Causes of deep vein thrombosis
- Prolonged sitting position
- Low humidity and dehydration
- Restricted movement
- Risk factors:
- Previous thrombosis
- Taking oral contraceptives
- older age
- sitting by the window
It is recommended to reduce the risk of developing thrombosis:
- Get up and move around the cabin regularly, doing leg exercises such as ankle rotation and knee flexion and extension.
- Drink enough water to prevent dehydration.
- Avoid large intakes of alcohol and coffee as they can contribute to dehydration.
- Consider wearing compression garments to help reduce the risk of blood clots.
Also known as altitude sickness, it occurs due to rapid changes in atmospheric pressure, such as when an airplane takes off and descends. It is associated with a risk to people at high altitudes, including passengers and crew members.
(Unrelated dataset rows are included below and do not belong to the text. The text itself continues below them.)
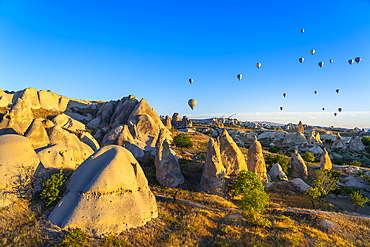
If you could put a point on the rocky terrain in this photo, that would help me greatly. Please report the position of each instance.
(126, 178)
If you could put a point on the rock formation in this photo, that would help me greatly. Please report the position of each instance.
(107, 193)
(18, 163)
(256, 162)
(299, 168)
(213, 176)
(168, 170)
(277, 172)
(325, 162)
(231, 156)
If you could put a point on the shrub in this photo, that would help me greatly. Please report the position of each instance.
(308, 157)
(76, 237)
(274, 149)
(358, 199)
(366, 140)
(54, 188)
(183, 141)
(322, 185)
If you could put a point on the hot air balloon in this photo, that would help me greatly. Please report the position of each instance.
(192, 103)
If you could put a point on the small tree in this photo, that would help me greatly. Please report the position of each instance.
(308, 157)
(323, 184)
(182, 141)
(358, 199)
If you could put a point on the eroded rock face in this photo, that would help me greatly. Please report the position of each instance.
(256, 162)
(106, 193)
(18, 163)
(168, 170)
(81, 151)
(231, 156)
(277, 172)
(213, 176)
(325, 162)
(37, 134)
(17, 120)
(299, 168)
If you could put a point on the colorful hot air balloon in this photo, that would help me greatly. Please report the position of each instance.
(192, 103)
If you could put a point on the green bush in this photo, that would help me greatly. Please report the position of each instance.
(308, 157)
(366, 140)
(281, 160)
(76, 238)
(274, 149)
(54, 188)
(182, 141)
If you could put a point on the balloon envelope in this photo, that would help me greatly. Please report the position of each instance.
(192, 103)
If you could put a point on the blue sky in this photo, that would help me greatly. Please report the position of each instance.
(105, 50)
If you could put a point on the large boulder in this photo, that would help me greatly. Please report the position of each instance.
(299, 168)
(213, 176)
(18, 163)
(256, 162)
(231, 156)
(18, 119)
(325, 162)
(356, 144)
(57, 156)
(168, 170)
(37, 134)
(277, 172)
(106, 193)
(81, 151)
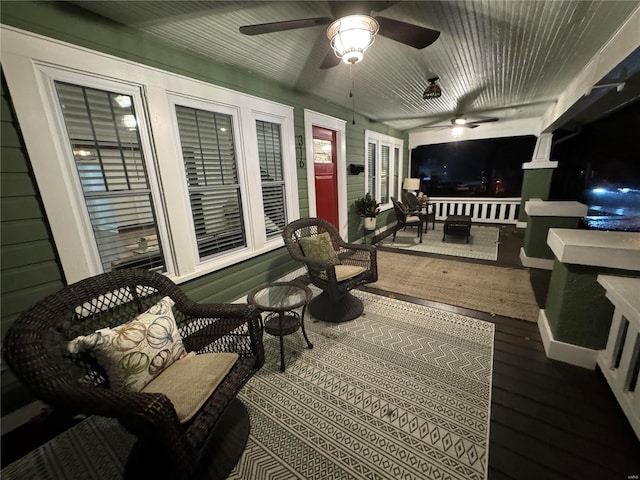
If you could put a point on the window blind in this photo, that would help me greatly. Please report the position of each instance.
(384, 175)
(371, 164)
(208, 152)
(396, 170)
(272, 177)
(102, 130)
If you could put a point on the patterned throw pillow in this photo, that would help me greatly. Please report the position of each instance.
(319, 249)
(135, 353)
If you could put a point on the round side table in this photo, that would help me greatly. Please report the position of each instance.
(280, 299)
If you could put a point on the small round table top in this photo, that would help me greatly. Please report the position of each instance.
(280, 296)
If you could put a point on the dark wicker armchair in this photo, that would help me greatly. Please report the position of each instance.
(36, 350)
(408, 218)
(355, 265)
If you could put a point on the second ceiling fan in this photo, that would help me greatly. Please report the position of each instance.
(352, 29)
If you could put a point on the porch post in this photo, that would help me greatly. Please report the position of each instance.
(542, 216)
(536, 181)
(575, 323)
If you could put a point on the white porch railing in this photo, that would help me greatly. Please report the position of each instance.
(620, 361)
(481, 210)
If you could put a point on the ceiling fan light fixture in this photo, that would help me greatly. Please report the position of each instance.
(432, 90)
(457, 131)
(350, 36)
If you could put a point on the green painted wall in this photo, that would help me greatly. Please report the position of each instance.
(536, 183)
(30, 267)
(577, 309)
(535, 237)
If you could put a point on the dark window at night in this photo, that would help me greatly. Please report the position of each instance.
(491, 167)
(599, 165)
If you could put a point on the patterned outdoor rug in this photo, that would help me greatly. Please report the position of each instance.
(404, 391)
(483, 243)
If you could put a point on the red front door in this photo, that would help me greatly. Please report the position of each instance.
(325, 174)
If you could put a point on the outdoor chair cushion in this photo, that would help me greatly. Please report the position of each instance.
(189, 382)
(134, 353)
(345, 272)
(319, 249)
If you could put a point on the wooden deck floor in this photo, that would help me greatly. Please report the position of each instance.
(549, 420)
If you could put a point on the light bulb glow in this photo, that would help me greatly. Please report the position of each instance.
(351, 35)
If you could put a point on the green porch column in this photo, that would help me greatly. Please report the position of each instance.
(574, 325)
(536, 181)
(543, 216)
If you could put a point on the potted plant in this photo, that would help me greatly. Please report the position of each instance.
(368, 209)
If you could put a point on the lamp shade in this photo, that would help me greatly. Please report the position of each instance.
(411, 184)
(351, 35)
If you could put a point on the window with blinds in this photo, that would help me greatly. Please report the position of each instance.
(383, 167)
(371, 169)
(384, 175)
(395, 192)
(272, 177)
(102, 129)
(209, 156)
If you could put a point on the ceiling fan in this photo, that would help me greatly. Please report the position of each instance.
(353, 20)
(459, 123)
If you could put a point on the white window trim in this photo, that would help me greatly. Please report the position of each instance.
(380, 139)
(27, 60)
(312, 119)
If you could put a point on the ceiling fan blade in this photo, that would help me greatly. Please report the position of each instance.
(407, 33)
(285, 25)
(330, 61)
(484, 120)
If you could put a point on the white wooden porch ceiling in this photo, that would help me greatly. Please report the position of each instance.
(509, 59)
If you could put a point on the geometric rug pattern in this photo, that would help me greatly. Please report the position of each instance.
(404, 391)
(483, 242)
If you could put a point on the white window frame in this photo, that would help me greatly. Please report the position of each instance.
(31, 63)
(380, 139)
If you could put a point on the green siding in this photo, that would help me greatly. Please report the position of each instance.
(577, 309)
(30, 266)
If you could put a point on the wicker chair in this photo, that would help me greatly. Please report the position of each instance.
(35, 348)
(335, 304)
(407, 218)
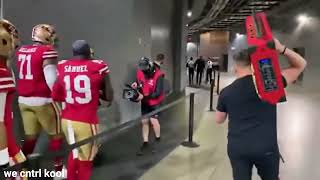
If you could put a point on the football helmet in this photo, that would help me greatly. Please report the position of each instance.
(44, 33)
(9, 38)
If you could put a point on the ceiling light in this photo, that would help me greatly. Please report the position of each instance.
(189, 13)
(303, 18)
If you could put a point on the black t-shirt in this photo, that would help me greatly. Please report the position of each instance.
(252, 122)
(200, 64)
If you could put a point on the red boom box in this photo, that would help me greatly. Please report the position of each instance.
(264, 60)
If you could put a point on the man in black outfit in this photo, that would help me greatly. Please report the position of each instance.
(209, 71)
(200, 66)
(190, 66)
(252, 134)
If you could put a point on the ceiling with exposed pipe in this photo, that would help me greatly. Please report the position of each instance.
(229, 14)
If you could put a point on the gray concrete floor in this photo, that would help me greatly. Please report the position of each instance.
(298, 131)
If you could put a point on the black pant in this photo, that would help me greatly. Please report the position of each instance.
(199, 76)
(191, 75)
(267, 165)
(209, 75)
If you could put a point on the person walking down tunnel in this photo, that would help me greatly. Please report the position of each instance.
(252, 134)
(209, 71)
(79, 117)
(200, 66)
(151, 94)
(190, 66)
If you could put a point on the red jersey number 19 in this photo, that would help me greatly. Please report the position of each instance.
(25, 75)
(85, 89)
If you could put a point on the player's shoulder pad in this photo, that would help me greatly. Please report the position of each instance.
(98, 61)
(62, 62)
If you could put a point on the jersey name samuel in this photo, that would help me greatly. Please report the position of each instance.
(76, 68)
(28, 50)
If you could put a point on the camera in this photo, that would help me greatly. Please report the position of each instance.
(131, 94)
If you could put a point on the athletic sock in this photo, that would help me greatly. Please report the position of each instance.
(13, 149)
(54, 146)
(28, 146)
(4, 157)
(72, 168)
(85, 170)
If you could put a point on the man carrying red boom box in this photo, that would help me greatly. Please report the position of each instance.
(250, 101)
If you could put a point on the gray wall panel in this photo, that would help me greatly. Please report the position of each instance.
(119, 31)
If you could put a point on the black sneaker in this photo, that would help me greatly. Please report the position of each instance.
(143, 149)
(155, 145)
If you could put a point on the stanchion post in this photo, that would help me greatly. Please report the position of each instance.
(33, 164)
(190, 142)
(218, 83)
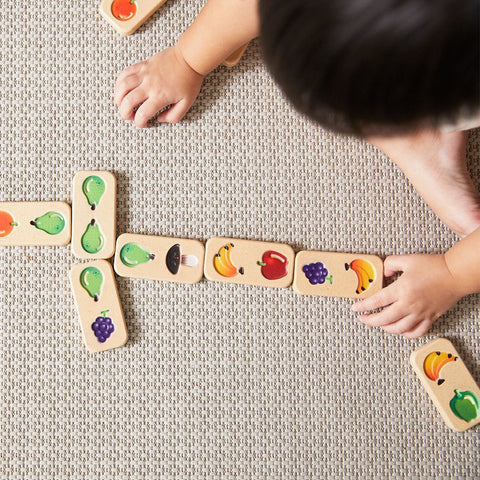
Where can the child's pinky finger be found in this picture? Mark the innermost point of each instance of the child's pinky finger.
(387, 316)
(407, 323)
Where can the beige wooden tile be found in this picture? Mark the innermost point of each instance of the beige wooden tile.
(126, 16)
(35, 223)
(449, 383)
(334, 274)
(159, 258)
(94, 215)
(249, 262)
(98, 305)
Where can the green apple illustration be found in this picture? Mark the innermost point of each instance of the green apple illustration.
(91, 279)
(133, 254)
(93, 187)
(465, 405)
(92, 239)
(51, 222)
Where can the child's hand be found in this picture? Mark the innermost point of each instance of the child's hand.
(148, 87)
(424, 291)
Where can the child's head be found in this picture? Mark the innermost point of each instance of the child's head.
(375, 66)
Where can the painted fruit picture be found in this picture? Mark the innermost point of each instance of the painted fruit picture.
(124, 10)
(6, 224)
(465, 405)
(274, 265)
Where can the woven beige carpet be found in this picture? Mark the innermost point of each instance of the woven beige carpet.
(216, 381)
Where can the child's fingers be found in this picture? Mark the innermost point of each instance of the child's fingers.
(124, 87)
(387, 316)
(406, 324)
(147, 110)
(394, 264)
(381, 299)
(175, 113)
(418, 331)
(130, 102)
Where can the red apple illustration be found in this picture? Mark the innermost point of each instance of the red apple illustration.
(124, 9)
(274, 265)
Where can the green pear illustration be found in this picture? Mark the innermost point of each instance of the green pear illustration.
(465, 405)
(93, 187)
(92, 239)
(91, 280)
(51, 222)
(133, 254)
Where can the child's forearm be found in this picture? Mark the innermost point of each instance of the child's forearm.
(463, 261)
(220, 29)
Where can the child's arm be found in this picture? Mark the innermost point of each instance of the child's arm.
(428, 286)
(174, 76)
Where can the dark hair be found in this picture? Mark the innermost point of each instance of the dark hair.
(375, 66)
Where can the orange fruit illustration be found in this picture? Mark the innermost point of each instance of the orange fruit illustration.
(6, 224)
(124, 9)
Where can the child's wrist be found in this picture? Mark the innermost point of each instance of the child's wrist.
(461, 282)
(194, 56)
(181, 59)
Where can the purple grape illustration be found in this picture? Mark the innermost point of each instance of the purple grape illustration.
(103, 327)
(316, 273)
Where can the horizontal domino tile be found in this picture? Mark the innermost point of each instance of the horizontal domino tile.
(98, 218)
(96, 295)
(159, 258)
(35, 223)
(141, 10)
(447, 380)
(240, 262)
(346, 276)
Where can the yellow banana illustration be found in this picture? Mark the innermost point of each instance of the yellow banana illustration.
(434, 362)
(365, 273)
(223, 263)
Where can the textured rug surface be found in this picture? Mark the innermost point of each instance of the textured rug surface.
(217, 380)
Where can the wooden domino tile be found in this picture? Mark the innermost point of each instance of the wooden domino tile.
(449, 383)
(98, 305)
(35, 223)
(126, 16)
(159, 258)
(249, 262)
(334, 274)
(94, 215)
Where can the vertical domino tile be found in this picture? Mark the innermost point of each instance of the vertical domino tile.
(126, 16)
(98, 304)
(94, 215)
(249, 262)
(159, 258)
(35, 223)
(449, 383)
(335, 274)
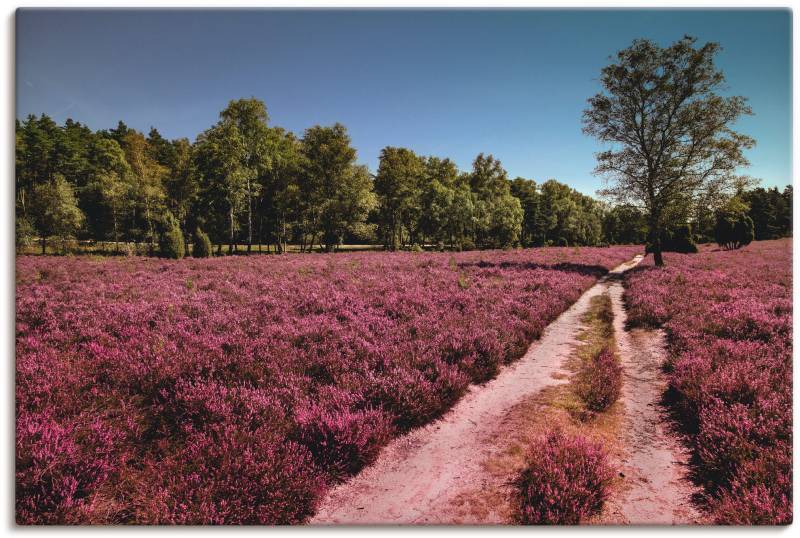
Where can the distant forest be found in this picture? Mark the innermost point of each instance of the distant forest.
(245, 183)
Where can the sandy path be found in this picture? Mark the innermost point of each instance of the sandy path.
(656, 491)
(418, 476)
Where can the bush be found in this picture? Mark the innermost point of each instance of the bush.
(202, 245)
(171, 240)
(342, 441)
(566, 481)
(679, 239)
(600, 381)
(733, 230)
(24, 233)
(229, 475)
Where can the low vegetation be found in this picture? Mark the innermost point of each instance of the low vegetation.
(567, 481)
(599, 382)
(728, 315)
(235, 390)
(567, 476)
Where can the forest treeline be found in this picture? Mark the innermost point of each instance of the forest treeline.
(246, 183)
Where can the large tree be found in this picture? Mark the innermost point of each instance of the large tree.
(328, 175)
(397, 185)
(670, 130)
(54, 210)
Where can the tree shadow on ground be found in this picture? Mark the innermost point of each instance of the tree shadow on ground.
(567, 267)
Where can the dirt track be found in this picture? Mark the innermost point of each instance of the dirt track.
(657, 491)
(418, 476)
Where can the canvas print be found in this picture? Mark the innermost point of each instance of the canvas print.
(403, 267)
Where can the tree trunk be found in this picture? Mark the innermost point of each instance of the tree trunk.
(249, 218)
(230, 238)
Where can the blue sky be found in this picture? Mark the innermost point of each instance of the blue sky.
(446, 83)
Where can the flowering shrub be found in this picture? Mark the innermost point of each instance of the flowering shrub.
(566, 481)
(728, 315)
(235, 390)
(599, 380)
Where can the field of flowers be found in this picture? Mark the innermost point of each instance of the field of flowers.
(728, 316)
(236, 390)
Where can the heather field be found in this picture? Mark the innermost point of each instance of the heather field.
(239, 389)
(728, 317)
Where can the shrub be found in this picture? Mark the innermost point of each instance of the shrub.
(241, 400)
(600, 381)
(728, 316)
(566, 481)
(202, 245)
(229, 475)
(24, 233)
(733, 230)
(676, 239)
(171, 240)
(342, 441)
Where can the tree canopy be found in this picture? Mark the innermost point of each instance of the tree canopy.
(670, 130)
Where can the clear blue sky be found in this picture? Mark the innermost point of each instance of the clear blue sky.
(446, 83)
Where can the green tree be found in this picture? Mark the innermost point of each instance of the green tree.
(328, 160)
(397, 185)
(54, 210)
(218, 156)
(147, 187)
(527, 192)
(733, 228)
(170, 241)
(202, 245)
(624, 225)
(247, 118)
(106, 199)
(671, 131)
(497, 214)
(280, 196)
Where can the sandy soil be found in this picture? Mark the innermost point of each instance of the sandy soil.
(656, 490)
(419, 477)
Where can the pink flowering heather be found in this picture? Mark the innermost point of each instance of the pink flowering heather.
(566, 481)
(236, 390)
(728, 315)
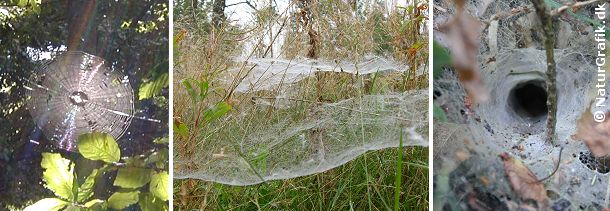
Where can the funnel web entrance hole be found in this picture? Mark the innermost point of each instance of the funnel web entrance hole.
(528, 99)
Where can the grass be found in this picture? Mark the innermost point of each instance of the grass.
(389, 179)
(366, 183)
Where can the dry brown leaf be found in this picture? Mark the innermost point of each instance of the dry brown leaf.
(523, 181)
(463, 32)
(596, 135)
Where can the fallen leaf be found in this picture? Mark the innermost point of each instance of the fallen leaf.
(523, 181)
(596, 135)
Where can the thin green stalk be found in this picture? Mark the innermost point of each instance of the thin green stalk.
(398, 176)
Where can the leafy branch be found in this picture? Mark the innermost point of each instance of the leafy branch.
(132, 177)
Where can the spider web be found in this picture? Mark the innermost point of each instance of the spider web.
(77, 93)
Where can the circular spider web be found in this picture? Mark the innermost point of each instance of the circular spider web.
(77, 93)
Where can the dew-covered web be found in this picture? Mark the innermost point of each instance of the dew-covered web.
(467, 168)
(289, 134)
(331, 135)
(77, 93)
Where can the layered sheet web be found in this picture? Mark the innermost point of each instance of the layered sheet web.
(331, 135)
(266, 73)
(77, 93)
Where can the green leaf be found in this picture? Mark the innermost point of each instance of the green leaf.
(99, 146)
(85, 191)
(122, 200)
(160, 158)
(438, 113)
(203, 89)
(159, 185)
(132, 177)
(181, 129)
(51, 204)
(216, 111)
(398, 178)
(148, 202)
(22, 3)
(93, 202)
(58, 175)
(441, 59)
(154, 87)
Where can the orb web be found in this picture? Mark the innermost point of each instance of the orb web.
(77, 93)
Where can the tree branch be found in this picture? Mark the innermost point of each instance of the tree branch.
(574, 6)
(551, 73)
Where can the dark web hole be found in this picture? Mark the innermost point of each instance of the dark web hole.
(528, 99)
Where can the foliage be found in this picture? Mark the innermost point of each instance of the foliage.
(366, 183)
(132, 177)
(131, 36)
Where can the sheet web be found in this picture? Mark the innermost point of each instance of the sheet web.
(306, 138)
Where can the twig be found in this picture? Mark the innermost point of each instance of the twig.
(573, 6)
(244, 2)
(551, 73)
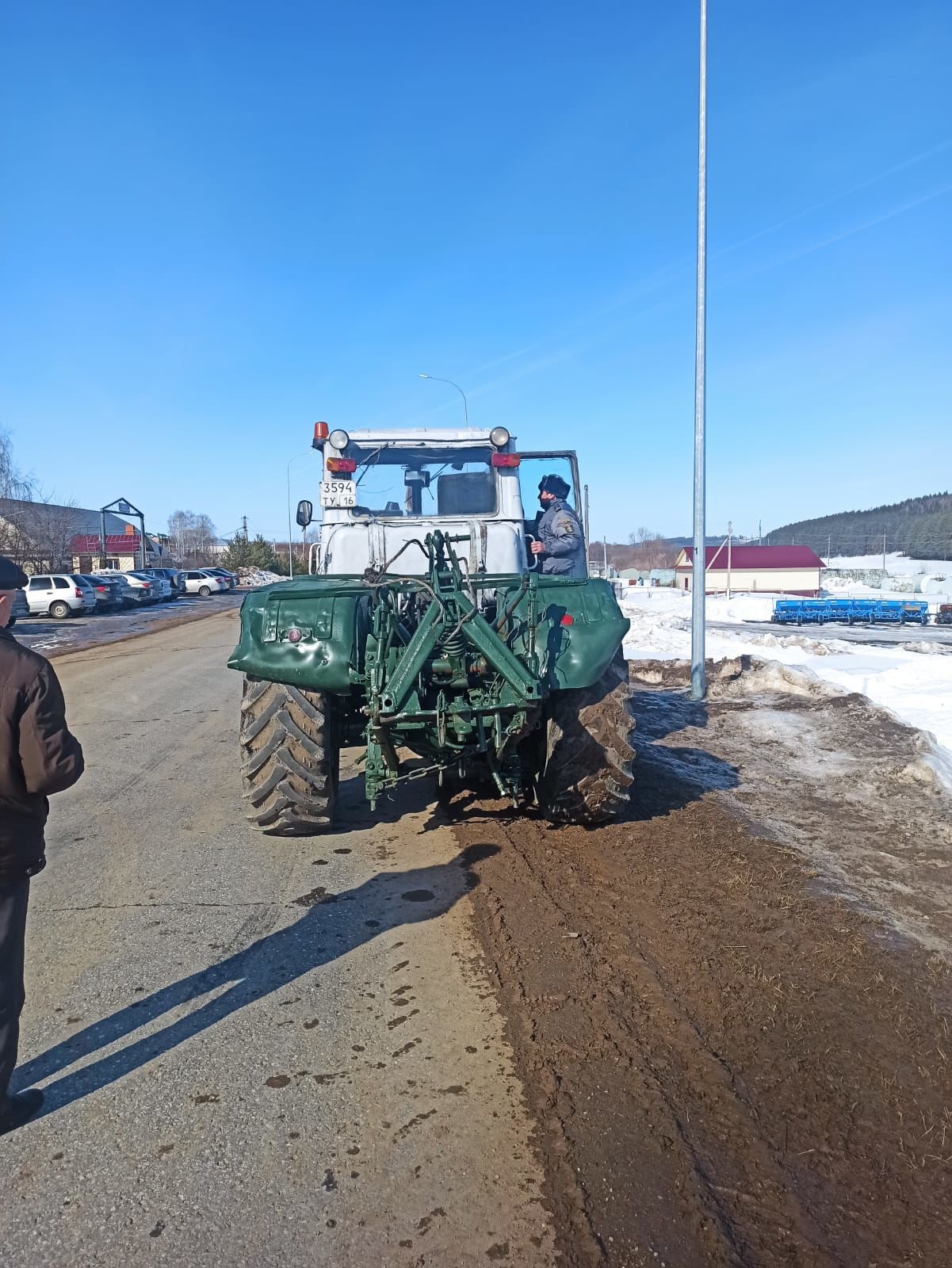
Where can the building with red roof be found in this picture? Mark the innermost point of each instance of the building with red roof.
(772, 570)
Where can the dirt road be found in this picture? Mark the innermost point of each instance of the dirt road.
(254, 1052)
(717, 1033)
(730, 1012)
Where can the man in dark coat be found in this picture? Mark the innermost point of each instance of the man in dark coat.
(38, 756)
(560, 543)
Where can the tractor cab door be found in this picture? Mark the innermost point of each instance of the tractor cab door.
(531, 469)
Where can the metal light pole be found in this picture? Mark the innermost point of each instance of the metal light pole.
(698, 684)
(465, 407)
(291, 538)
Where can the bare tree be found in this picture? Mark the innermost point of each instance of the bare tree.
(193, 536)
(13, 482)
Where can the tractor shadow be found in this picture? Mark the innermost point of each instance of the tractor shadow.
(330, 927)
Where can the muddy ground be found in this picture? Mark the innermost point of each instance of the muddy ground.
(732, 1014)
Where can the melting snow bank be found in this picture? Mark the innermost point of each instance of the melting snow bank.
(914, 686)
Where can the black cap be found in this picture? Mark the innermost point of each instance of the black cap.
(12, 576)
(554, 485)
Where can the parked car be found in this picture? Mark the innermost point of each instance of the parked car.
(161, 587)
(205, 583)
(127, 596)
(171, 575)
(108, 593)
(19, 609)
(143, 590)
(231, 577)
(61, 595)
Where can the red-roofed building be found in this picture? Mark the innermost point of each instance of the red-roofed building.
(774, 570)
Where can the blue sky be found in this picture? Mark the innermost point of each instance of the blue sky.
(224, 221)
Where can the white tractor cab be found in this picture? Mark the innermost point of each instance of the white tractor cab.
(383, 488)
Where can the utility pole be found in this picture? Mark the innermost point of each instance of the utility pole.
(698, 684)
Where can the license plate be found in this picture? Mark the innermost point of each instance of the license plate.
(338, 492)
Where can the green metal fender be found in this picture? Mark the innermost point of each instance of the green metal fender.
(332, 617)
(581, 633)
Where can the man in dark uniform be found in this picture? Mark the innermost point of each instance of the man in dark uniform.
(38, 756)
(560, 543)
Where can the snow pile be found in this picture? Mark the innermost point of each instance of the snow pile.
(249, 577)
(897, 564)
(917, 689)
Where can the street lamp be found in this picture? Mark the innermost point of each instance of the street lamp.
(291, 537)
(698, 682)
(465, 407)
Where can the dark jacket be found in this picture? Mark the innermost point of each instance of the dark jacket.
(38, 756)
(560, 533)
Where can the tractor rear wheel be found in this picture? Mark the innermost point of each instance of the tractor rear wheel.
(289, 758)
(588, 751)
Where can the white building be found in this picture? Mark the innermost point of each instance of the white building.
(776, 570)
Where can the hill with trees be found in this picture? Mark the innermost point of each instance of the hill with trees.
(920, 528)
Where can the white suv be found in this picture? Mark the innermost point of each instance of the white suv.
(199, 582)
(59, 595)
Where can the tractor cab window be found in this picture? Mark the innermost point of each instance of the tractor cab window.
(393, 481)
(531, 471)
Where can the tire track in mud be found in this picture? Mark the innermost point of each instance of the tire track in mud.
(727, 1068)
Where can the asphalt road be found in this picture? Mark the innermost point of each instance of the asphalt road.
(255, 1052)
(55, 637)
(874, 636)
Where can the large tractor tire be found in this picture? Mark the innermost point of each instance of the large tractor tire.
(289, 758)
(588, 752)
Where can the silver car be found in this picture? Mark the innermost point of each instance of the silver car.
(61, 595)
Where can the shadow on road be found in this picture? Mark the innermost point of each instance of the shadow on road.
(671, 777)
(332, 926)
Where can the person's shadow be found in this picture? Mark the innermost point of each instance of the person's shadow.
(332, 926)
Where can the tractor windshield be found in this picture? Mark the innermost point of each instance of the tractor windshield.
(397, 481)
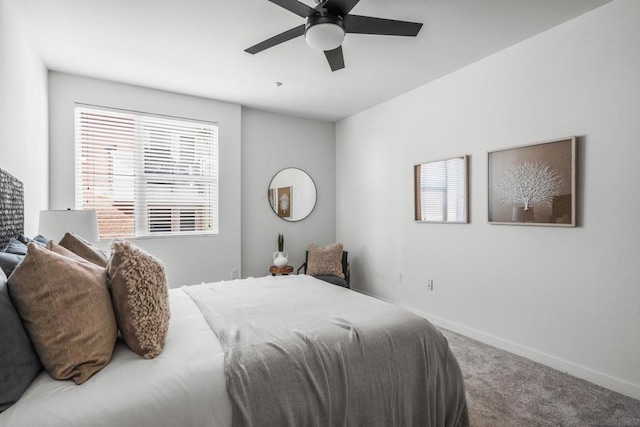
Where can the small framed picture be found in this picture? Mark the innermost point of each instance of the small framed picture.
(284, 202)
(534, 184)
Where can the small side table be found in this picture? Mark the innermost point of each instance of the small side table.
(287, 269)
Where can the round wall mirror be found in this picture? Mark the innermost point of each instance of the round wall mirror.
(292, 194)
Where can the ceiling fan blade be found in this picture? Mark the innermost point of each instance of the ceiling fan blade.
(389, 27)
(296, 7)
(335, 58)
(276, 40)
(340, 7)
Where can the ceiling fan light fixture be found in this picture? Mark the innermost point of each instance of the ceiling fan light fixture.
(324, 32)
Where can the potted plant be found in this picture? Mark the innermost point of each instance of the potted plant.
(280, 256)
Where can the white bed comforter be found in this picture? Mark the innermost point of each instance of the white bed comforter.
(184, 386)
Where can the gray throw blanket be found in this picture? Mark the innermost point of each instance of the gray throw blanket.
(301, 352)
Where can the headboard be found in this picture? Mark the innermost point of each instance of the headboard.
(11, 207)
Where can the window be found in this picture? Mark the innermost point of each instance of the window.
(146, 175)
(441, 191)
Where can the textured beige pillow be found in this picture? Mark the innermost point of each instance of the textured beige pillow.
(140, 298)
(86, 250)
(325, 261)
(66, 310)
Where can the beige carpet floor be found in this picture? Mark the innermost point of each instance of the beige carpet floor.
(504, 389)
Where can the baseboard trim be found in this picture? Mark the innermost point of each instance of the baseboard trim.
(603, 380)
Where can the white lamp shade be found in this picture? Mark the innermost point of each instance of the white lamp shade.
(54, 224)
(325, 36)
Under normal conditions, atmospheric pressure increases with altitude. The body adapts to these changes, but problems such as decompression sickness can occur when there is a sudden drop in pressure.
Symptoms of decompression sickness:
- Burning or tingling sensation in the skin.
- Pain in the joints and muscles.
- Dizziness and nausea.
- Loss of consciousness.
- Shortness of breath.
Decompression sickness can be a serious and even life-threatening condition. Therefore, airline companies and aircraft crews follow strict protocols and procedures to prevent its development. Among other things, aircraft maintain a certain cabin pressure, and passengers are provided with instructions on how to behave in the event of a change in cabin pressure.
- The water used to make tea and coffee on board is poured into tanks at the airport. Interestingly, a bacteriological study shows that hundreds of cultures are sown from this water, including conditionally pathogenic ones. Moreover, they are resistant to disinfection because they form biofilms.
- This raises the following question: is this "acclimatization" diarrhea in the first days definitely not related to the "drinks" we drink during the flight?
- It is a great idea to give preference to bottled water only during the flight.
Bacteria on the seats
- According to a study, multidrug-resistant Staphylococcus aureus lives for 168 hours in a seatback pocket (don't pull out to flip through this booklet), and E. coli lives for 96 hours on the armrests (wet wipes should help you).
- Interestingly, folding tables on an airplane are 8 times dirtier than a toilet flush button.
- If one of the passengers has brought a virus on board, sitting near the aisle increases the risk of catching it by about 10 times.
It's important to be attentive to your health and take the necessary precautions to stay safe on long flights.